This is a pivotal moment in the larger foreign policy debate. During Bush’s second term, realists (i.e. Baker/Hamilton) and leftists (Obama’s crew) joined forces and presented what seemed like a coherent critique of Bush foreign policy and neoconservatism. Cheney’s influence was replaced with Condi’s. The realists/leftists agreed that we needed to negotiate with Iran and Syria, leave Iraq, and focus on creating a Palestinian state. Then Obama was elected and turned this agenda into policy.
On the peace process, Obama made these ideas the basis of his approach. He got tough with Israel and made settlements the centerpiece of the conflict while refusing to ever criticize or pressure the Palestinians.

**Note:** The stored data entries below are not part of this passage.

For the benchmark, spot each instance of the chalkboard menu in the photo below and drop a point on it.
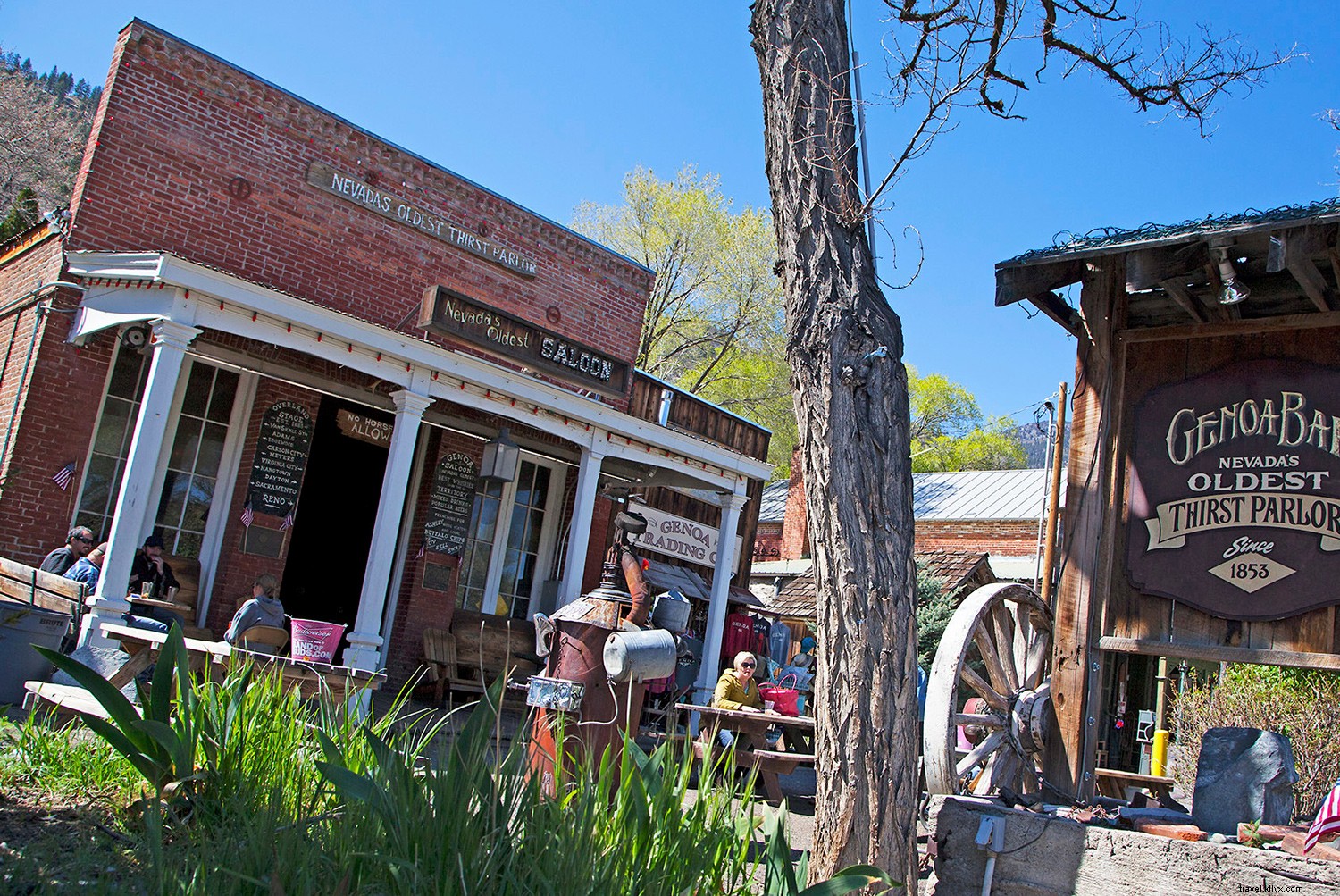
(286, 436)
(449, 505)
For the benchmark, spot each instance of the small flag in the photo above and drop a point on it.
(1327, 821)
(64, 475)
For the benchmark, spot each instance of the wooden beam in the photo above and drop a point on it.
(1058, 310)
(1146, 268)
(1305, 271)
(1219, 654)
(1023, 283)
(1230, 327)
(1178, 292)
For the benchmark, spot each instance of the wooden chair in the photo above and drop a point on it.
(264, 639)
(442, 666)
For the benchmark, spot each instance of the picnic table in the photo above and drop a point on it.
(793, 746)
(212, 657)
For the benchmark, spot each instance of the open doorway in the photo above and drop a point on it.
(332, 533)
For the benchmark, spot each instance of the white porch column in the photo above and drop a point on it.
(364, 641)
(709, 671)
(579, 533)
(130, 523)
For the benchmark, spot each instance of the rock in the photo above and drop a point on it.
(1176, 832)
(1244, 775)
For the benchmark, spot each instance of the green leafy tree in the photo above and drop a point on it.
(951, 433)
(713, 323)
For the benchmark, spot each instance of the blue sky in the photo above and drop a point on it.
(549, 105)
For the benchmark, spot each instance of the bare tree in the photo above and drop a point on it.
(844, 342)
(40, 142)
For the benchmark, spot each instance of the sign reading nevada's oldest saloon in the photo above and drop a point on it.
(453, 315)
(1235, 483)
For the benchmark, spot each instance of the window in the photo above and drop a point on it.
(196, 454)
(511, 539)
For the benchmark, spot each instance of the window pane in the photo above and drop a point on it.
(197, 504)
(225, 390)
(211, 448)
(112, 431)
(98, 483)
(125, 374)
(197, 390)
(184, 448)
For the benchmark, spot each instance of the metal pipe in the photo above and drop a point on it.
(1053, 499)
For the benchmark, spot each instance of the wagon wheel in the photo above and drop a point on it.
(1008, 630)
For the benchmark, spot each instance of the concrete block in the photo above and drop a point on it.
(1244, 775)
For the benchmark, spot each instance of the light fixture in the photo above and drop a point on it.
(1232, 291)
(500, 458)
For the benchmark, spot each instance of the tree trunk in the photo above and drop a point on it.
(844, 348)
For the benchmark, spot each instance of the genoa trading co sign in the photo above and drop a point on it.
(399, 209)
(453, 315)
(1235, 485)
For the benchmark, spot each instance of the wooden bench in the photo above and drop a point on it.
(1115, 783)
(67, 700)
(46, 590)
(476, 652)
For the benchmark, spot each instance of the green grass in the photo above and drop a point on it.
(279, 796)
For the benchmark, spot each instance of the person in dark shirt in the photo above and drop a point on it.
(78, 544)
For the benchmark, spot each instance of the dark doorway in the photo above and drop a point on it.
(323, 574)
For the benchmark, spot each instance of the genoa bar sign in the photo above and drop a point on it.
(453, 315)
(1235, 483)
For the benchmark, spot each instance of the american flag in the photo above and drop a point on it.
(64, 475)
(1328, 820)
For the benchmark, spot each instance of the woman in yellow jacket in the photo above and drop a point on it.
(736, 690)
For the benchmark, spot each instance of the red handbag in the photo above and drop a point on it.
(784, 699)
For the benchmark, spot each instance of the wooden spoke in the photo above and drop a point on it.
(972, 718)
(994, 668)
(980, 751)
(984, 690)
(1012, 631)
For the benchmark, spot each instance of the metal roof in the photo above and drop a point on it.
(980, 494)
(772, 505)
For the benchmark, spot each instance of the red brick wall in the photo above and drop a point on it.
(177, 126)
(795, 533)
(53, 417)
(235, 571)
(1000, 537)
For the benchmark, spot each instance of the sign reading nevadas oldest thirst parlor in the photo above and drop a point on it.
(1235, 490)
(286, 436)
(450, 314)
(449, 504)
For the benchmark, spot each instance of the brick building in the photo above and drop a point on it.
(272, 310)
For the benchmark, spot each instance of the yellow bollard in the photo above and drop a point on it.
(1160, 754)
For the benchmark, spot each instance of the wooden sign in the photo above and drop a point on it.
(450, 314)
(396, 208)
(286, 437)
(364, 428)
(449, 505)
(1235, 490)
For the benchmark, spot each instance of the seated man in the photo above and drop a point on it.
(78, 541)
(149, 568)
(263, 608)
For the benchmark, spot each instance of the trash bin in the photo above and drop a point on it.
(21, 625)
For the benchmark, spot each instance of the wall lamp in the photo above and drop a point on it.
(500, 458)
(1232, 291)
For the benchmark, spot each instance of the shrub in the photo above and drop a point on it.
(1299, 703)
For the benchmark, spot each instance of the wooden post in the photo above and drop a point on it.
(1053, 499)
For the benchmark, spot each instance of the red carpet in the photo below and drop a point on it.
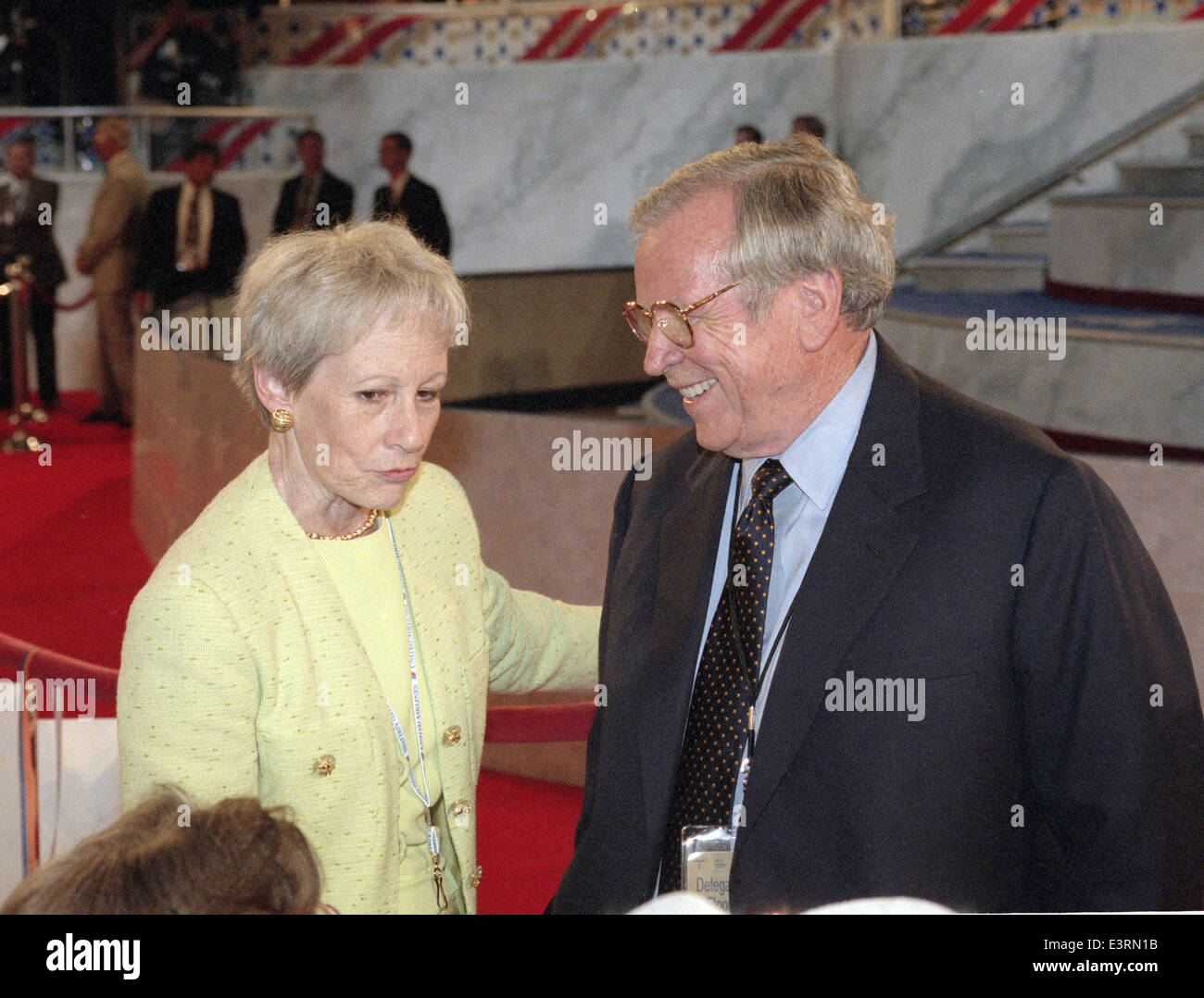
(70, 568)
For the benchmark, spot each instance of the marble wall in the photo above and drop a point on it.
(530, 163)
(541, 165)
(930, 125)
(932, 131)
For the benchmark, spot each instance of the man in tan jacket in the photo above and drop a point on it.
(109, 253)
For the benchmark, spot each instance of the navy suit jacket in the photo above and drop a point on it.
(157, 260)
(1060, 762)
(421, 211)
(337, 194)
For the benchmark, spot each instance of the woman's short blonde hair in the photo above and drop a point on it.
(798, 211)
(308, 295)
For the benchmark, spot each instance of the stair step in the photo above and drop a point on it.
(1020, 239)
(1162, 179)
(1195, 141)
(979, 272)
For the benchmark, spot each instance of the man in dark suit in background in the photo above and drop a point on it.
(193, 241)
(935, 661)
(27, 218)
(405, 195)
(317, 199)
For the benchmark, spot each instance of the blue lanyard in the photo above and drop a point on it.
(424, 796)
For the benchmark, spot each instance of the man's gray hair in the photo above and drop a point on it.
(308, 295)
(798, 211)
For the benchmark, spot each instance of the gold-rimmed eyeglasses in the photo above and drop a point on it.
(670, 319)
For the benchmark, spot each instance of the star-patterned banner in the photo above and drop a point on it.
(468, 34)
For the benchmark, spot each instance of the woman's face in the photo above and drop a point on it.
(365, 418)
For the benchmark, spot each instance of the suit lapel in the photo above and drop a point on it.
(687, 545)
(863, 545)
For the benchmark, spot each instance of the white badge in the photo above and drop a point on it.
(707, 862)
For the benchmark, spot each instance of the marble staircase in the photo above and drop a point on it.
(1014, 259)
(1138, 245)
(1140, 241)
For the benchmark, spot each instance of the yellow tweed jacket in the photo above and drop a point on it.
(241, 670)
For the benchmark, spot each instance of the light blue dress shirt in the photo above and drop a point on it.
(815, 462)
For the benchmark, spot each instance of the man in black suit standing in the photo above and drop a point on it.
(873, 637)
(27, 218)
(193, 241)
(317, 199)
(418, 204)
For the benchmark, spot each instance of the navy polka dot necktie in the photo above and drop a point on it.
(722, 692)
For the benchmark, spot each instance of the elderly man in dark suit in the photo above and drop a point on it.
(193, 241)
(873, 637)
(27, 229)
(317, 199)
(417, 204)
(108, 255)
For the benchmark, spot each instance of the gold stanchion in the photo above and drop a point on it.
(16, 291)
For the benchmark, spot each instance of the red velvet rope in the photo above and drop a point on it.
(41, 664)
(504, 725)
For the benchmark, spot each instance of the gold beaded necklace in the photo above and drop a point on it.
(366, 525)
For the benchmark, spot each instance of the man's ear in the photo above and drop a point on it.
(271, 392)
(811, 307)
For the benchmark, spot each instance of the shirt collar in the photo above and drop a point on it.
(817, 459)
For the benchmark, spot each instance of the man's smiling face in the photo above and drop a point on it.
(742, 383)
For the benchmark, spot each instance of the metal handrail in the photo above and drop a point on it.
(157, 111)
(1097, 151)
(137, 113)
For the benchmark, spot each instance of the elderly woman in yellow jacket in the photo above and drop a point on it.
(324, 634)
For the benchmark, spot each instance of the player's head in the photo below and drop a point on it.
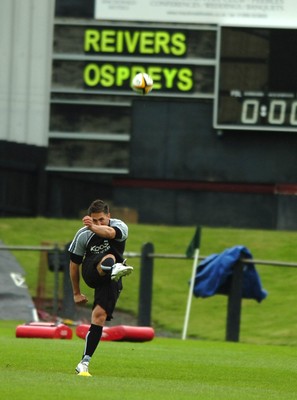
(99, 212)
(98, 206)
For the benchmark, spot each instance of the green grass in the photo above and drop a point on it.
(273, 321)
(160, 369)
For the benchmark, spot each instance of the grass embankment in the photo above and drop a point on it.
(273, 321)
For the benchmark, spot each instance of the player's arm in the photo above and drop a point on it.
(78, 297)
(103, 231)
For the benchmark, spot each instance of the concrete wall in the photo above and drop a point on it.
(25, 49)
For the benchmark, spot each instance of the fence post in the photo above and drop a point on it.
(68, 305)
(234, 304)
(146, 285)
(56, 262)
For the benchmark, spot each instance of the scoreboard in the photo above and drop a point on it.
(256, 79)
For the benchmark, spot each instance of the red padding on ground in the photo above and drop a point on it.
(44, 330)
(120, 333)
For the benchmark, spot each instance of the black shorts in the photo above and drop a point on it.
(107, 291)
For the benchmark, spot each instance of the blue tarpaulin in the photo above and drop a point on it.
(214, 275)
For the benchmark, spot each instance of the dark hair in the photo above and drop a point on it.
(98, 206)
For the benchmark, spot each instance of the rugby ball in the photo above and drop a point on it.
(142, 83)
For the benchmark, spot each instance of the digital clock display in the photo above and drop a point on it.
(256, 81)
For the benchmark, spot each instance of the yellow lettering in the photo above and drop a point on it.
(169, 75)
(131, 40)
(107, 73)
(108, 41)
(179, 46)
(135, 69)
(123, 73)
(162, 42)
(91, 75)
(156, 74)
(185, 77)
(146, 45)
(91, 42)
(120, 42)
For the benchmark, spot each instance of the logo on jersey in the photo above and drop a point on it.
(102, 248)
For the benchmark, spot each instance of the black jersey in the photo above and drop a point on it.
(86, 243)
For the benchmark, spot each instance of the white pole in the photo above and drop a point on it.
(190, 296)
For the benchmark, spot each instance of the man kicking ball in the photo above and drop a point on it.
(99, 246)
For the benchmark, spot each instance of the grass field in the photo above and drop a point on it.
(160, 369)
(274, 321)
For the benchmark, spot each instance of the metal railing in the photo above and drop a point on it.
(147, 257)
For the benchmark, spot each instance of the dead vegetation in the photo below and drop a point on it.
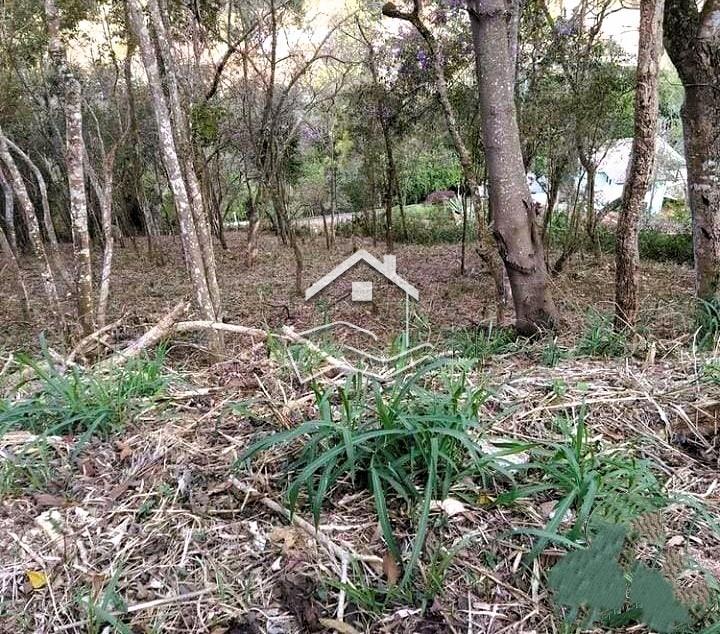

So the peace process has quickly fallen apart, and now, just as this reality is setting in — that Obama mishandled it from day one, in thrall to bad ideas — we get Wikileaks, which is quickly obliterating the Gulf-side Middle East worldview of the leftist-realists.
They said the Palestinians are the key to pleasing the Arabs — but in private, we now know that the Arabs barely ever mention Palestine. They said that the Israelis manipulate our foreign policy — but we now know that the Arabs were the ones openly calling for the U.S. to start a war with Iran. They said that America’s closeness with Israel alienates the Arabs — but we now know that what’s really alienating the Arabs is America’s reluctance to use its power to confront Iran and enforce a security architecture in which Israel is America’s most capable client.
In both halves of the Middle East — Levant and Gulf — the realist-leftists have gotten their way for the past few years. And the collapse of the peace process plus Wikileaks shows that their way is a fantasy that is scaring the daylights out of our allies and risking catastrophe.
As I see it, the meaning of Wikileaks is that we are at a moment when a bookend is being placed on a brief period of ascendancy for the realist-leftist foreign policy movement. It’s going to be a bruising downhill ride for these guys from here on out. (I hope.)